La théorie des vertus intellectuelles ne complète donc pas d'une manière suffisante la doctrine morale d'Aristote on peut dire même qu'elle la compromet; car elle tend à confondre la vertu avec la bonne disposition des facultés. Néanmoins on ne peut nier qu'Aristote en plaçant au sommet des vertus, la sagesse, et le bonheur suprême dans la vie contemplative, ne se soit approché de très-près, comme nous le verrons, de l'idéal de Platon.

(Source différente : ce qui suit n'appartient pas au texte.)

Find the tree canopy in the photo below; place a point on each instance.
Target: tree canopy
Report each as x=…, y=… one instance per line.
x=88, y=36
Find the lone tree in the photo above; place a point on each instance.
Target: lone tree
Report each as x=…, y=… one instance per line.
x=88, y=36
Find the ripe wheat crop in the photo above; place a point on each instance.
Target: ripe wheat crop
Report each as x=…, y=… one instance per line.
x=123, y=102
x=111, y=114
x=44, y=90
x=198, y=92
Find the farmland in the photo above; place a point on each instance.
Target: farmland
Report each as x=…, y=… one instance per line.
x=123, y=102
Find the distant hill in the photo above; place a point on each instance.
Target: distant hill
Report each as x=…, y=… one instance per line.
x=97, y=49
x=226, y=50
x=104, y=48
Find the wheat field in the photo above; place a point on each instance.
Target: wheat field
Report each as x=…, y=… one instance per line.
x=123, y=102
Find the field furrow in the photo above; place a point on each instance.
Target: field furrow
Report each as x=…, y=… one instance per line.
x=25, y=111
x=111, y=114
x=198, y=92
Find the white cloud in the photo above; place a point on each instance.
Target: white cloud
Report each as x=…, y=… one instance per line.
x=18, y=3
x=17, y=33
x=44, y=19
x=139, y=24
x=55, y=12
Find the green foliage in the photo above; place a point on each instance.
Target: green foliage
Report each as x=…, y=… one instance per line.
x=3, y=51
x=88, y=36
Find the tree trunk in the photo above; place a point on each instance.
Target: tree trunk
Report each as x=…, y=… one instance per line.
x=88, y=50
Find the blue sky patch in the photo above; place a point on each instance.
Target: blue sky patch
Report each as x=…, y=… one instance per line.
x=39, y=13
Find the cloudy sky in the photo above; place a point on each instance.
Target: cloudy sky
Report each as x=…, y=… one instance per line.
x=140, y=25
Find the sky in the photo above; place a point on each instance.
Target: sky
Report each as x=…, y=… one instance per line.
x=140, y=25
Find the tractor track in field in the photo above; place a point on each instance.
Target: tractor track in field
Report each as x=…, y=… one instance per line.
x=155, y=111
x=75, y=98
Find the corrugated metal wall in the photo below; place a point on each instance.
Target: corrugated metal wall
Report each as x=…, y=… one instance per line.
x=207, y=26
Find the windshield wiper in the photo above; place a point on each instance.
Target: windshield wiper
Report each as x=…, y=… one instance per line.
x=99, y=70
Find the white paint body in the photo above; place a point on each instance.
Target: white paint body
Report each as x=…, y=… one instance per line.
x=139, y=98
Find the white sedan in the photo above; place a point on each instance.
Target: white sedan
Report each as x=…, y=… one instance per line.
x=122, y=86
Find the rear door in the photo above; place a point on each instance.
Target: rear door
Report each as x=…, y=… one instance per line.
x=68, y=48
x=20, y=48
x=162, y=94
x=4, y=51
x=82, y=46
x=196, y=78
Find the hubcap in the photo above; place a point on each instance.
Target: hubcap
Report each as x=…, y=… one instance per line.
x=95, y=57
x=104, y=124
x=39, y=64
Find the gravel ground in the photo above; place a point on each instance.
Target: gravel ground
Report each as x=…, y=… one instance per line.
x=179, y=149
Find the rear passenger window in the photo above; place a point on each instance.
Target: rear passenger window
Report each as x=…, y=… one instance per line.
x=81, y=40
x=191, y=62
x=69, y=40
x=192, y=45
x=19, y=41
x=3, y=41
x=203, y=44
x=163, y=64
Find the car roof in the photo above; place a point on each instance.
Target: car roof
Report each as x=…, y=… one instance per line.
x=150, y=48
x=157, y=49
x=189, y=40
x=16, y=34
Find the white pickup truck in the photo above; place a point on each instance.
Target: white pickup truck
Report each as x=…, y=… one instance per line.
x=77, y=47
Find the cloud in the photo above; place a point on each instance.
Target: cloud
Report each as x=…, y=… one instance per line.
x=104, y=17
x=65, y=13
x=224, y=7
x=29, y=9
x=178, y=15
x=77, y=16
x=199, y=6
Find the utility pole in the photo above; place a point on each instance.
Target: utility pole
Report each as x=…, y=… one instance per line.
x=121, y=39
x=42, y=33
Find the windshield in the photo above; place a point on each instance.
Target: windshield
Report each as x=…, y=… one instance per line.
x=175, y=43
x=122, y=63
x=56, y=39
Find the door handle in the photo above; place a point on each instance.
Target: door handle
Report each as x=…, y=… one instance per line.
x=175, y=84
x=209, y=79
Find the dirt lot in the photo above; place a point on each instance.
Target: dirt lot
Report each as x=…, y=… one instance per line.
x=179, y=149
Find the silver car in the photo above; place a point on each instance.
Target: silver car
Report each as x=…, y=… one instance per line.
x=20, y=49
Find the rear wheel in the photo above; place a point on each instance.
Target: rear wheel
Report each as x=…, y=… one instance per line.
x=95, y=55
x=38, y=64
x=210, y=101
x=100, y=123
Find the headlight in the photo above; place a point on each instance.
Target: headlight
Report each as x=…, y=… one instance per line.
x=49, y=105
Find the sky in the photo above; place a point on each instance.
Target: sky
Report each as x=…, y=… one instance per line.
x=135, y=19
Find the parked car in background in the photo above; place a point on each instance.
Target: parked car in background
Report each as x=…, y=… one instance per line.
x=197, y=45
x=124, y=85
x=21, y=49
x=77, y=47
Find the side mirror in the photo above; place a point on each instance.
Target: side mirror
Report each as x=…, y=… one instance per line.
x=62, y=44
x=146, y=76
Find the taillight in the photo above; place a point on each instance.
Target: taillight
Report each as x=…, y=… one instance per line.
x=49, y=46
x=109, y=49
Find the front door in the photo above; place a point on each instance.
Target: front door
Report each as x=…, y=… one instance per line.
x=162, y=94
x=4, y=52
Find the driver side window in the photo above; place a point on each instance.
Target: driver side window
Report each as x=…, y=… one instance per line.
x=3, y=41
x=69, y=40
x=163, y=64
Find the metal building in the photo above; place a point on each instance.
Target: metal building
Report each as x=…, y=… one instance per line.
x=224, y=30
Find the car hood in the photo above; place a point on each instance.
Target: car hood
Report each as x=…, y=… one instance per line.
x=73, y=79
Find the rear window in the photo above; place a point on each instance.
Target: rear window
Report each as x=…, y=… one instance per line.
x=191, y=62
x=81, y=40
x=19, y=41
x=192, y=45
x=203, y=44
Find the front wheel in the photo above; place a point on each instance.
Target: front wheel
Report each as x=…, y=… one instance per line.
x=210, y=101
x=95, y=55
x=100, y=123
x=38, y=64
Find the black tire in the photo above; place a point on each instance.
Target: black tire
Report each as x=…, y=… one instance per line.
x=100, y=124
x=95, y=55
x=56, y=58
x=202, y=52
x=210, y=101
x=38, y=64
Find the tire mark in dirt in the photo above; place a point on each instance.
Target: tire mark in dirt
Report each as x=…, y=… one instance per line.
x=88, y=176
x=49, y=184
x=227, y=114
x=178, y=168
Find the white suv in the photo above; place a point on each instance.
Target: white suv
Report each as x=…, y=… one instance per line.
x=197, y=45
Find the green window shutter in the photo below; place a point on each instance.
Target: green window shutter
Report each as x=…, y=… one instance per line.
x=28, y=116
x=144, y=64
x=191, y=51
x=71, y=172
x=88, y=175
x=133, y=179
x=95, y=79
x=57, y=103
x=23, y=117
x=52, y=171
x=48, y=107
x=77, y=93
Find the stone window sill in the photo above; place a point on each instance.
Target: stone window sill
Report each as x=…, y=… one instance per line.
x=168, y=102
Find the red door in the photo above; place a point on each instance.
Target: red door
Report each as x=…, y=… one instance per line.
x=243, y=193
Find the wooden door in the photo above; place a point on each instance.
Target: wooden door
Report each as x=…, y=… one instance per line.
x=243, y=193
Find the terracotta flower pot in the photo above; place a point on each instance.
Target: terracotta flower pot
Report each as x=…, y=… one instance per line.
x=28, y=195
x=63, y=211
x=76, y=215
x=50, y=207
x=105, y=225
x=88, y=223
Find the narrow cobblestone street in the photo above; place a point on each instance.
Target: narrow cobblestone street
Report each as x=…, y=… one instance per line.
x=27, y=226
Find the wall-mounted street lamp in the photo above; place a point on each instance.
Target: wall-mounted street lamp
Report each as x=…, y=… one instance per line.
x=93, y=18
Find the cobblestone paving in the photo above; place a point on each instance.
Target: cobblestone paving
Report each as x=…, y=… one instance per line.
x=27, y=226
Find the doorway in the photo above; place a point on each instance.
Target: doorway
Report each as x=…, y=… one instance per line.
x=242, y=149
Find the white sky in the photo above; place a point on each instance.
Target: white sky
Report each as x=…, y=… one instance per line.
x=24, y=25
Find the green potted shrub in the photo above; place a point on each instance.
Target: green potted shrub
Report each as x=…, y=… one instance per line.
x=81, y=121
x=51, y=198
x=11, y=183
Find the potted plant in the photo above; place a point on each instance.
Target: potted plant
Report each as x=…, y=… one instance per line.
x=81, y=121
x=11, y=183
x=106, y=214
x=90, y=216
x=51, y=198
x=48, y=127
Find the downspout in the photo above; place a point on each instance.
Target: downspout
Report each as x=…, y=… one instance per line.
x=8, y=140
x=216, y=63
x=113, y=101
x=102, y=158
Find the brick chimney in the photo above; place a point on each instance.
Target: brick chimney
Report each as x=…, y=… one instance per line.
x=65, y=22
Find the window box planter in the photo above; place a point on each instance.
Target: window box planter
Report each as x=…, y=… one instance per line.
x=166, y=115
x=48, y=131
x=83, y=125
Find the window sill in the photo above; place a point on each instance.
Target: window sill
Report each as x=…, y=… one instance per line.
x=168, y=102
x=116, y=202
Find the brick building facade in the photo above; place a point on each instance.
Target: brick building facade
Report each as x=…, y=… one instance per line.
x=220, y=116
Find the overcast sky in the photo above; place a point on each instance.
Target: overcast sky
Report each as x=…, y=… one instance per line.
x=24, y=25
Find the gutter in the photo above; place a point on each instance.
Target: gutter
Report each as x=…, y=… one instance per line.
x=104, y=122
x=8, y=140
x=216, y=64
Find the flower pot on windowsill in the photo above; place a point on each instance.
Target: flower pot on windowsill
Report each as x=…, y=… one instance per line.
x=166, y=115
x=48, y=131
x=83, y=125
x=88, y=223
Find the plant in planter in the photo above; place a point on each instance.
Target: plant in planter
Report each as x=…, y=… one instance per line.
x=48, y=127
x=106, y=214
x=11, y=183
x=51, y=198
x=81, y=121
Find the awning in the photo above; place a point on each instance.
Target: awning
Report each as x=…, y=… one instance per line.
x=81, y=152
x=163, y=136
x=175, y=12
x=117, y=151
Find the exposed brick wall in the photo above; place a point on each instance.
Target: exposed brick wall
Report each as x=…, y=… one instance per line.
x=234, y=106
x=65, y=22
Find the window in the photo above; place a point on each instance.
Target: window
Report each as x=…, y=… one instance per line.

Entre toutes les vertus morales, dont Aristote nous fait un tableau si riche, si varié, si plein d'observations fines et profondes, nous nous arrêterons surtout aux deux plus importantes: la justice (1) et l'amitié (2).

Quoi de plus beau que la justice? ni l'astre du soir, ni l'étoile du matin n'inspirent autant de respect. En un sens, la justice est la réunion de toutes les vertus : c'est

(1) Pour la théorie de la justice, voir Eth. Nicom., 1. V. Mag. Mor.. 1. I, c. xxxi, et l. II, c. 1 et II.

(2) Pour la théorie de l'amitié, voir Eth. Nic., 1. VIII et IX. Mag Mor., I. II, c. x ad fin. Eth. Eud., I. VII.